CA DIJON, 01 décembre 2022, n° 21/00503 *
Par cet arrêt, dont l'infographie synthétique est téléchargeable, la Cour d'appel de DIJON rappelle les conditions de forme d’une contrainte adressée par l’URSSAF (venant aux droits de l’ex-RIS) à un cotisant.
Au cas présent, l’ex-RSI (aujourd’hui remplacé par l’URSSAF) a signifié par acte d'huissier une contrainte, le 15 juillet 2016, à une cotisée lui réclamant le paiement de la somme de 7.517 euros au titre des cotisations sociales et majorations de retard concernant le troisième trimestre de l'année 2015.
Elle lui a également signifiée par acte d'huissier une contrainte, le 19 septembre 2017, lui réclamant le paiement de la somme de 6.950 euros au titre des cotisations sociales et majorations de retard concernant la régularisation des cotisations exigibles de l'année 2015.
La cotisée a formé une opposition aux deux contraintes et a saisi les juridictions de sécurité sociale.
En la matière, la Cour de cassation rappelle que toute action aux fins de recouvrement de cotisations de sécurité sociale doit être précédée, à peine de nullité, de l'envoi d'une mise en demeure adressée au redevable (Cass. civ. 2ème, 21 février 2008, n° 07-11.963).
A cet effet, il résulte des articles L. 244-2 et R. 244-1 du code de la sécurité sociale, dans leur rédaction applicable au litige, que la mise en demeure, qui constitue une invitation impérative adressée au débiteur d'avoir à régulariser sa situation dans le délai imparti, doit permettre à l'intéressé d'avoir connaissance de la nature, de la cause et de l'étendue de son obligation ainsi que la période à laquelle elles se rapportent.
Ainsi, selon une jurisprudence constante, la contrainte signifiée à un indépendant doit lui permettre de connaitre précisément la nature, la cause et l'étendue de son obligation, sous peine de nullité, sans qu’il y ait besoin de justifier d’un préjudice (Cass. civ. 2ème, 3 novembre 2016, n° 15-20.433)
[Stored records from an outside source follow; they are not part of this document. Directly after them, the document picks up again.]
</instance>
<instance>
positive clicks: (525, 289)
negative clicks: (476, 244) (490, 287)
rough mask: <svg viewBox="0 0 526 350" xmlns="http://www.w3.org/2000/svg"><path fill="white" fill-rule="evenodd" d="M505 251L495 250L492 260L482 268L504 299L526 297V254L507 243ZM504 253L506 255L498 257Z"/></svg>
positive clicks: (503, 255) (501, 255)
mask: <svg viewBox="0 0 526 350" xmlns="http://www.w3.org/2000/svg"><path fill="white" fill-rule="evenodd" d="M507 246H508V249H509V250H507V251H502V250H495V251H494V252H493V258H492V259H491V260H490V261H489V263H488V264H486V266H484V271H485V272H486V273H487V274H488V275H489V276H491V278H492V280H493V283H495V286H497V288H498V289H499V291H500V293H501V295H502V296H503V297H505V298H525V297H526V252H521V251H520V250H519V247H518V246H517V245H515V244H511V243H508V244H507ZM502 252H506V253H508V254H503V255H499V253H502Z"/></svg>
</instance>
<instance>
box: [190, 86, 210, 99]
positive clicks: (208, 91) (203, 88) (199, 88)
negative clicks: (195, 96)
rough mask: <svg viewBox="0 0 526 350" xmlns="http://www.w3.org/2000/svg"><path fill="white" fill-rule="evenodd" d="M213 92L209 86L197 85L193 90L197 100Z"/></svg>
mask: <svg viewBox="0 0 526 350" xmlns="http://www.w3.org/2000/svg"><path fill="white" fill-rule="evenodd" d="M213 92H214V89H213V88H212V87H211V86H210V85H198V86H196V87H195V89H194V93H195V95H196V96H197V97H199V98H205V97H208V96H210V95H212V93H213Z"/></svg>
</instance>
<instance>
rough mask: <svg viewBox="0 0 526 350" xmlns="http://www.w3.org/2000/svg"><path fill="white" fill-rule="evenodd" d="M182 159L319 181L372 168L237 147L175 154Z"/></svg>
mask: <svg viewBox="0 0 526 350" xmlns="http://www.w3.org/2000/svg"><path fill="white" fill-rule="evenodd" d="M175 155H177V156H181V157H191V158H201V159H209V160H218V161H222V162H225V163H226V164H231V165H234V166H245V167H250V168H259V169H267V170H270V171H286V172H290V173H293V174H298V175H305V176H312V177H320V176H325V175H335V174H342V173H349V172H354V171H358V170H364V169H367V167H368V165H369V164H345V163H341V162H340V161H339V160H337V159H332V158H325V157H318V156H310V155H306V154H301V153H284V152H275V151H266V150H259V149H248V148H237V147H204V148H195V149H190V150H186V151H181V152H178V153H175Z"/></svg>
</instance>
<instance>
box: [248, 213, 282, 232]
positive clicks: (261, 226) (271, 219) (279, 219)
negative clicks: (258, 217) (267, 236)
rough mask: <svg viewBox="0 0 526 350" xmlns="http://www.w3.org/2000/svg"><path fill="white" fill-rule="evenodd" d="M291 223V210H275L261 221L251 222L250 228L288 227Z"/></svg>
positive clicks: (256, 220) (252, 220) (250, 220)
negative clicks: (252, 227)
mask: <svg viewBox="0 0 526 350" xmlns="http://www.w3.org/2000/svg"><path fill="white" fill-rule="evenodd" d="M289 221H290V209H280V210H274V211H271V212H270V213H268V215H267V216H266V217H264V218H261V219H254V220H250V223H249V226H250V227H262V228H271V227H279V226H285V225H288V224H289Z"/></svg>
Au cas présent, la cotisée a demandé la nullité des contraintes en raison de l'absence de motivation suffisante. Elle estimait notamment que les sommes réclamées ne concernaient pas une régularisation des cotisations sociales de l'année 2015 mais celle de l'année 2014.
En réalité, les sommes réclamées portaient sur une régularisation des cotisations de l'année 2014 suite à la déclaration de revenus effectuée par la cotisée en 2015. Or, sur ce point, la Cour d’appel de DIJON relève que l'URSSAF ne justifiait pas que le courrier en date du 16 juin 2015, dont elle se prévalait, concernant le détail de la régularisation des cotisations de l'année 2014 réclamée en 2015 a bien été reçu par la cotisée.
Ainsi, ni les mises en demeure ni les contraintes au cas présent ne mentionnent la période concernée par le redressement. En effet, ces documents ne mentionnent que l'année 2015 alors qu'il s'agit de l'année 2014, ce qui ne permettent pas à la cotisée de connaître l'étendue de son obligation.
Dans des affaires similaires, des juges du fond ont rendu des décisions dans le même sens :
- Une contrainte délivrée par Pôle emploi est irrégulière lorsqu’elle vise une période trop étendue (CA PAU, 30 juin 2022, RG n° 19/03972).
- Une contrainte qui ne permettait pas au cotisant de connaitre précisément la période recouvrée (CA CAEN, 22 septembre 2022, RG n° 19/02172).
De plus, dans le cas présent, la Cour d’appel de DIJON constate qu'il existe une différence entre les sommes mentionnées dans les contraintes et celles dans les mises en demeures alors qu'aucun décompte n'est produit avec la signification des contraintes pour justifier ces différences.
Dès lors, elle prononce la nullité des contraintes, de sorte que la cotisée ne doit aucune somme à l'URSSAF.
Maître Florent LABRUGERE
Avocat au Barreau de LYON
https://www.labrugere-avocat-lyon.fr/
N.B : On ne sait pas, au jour de la rédaction de ce billet, si l’arrêt est définitif et n’a pas fait l’objet d’un pourvoi en cassation.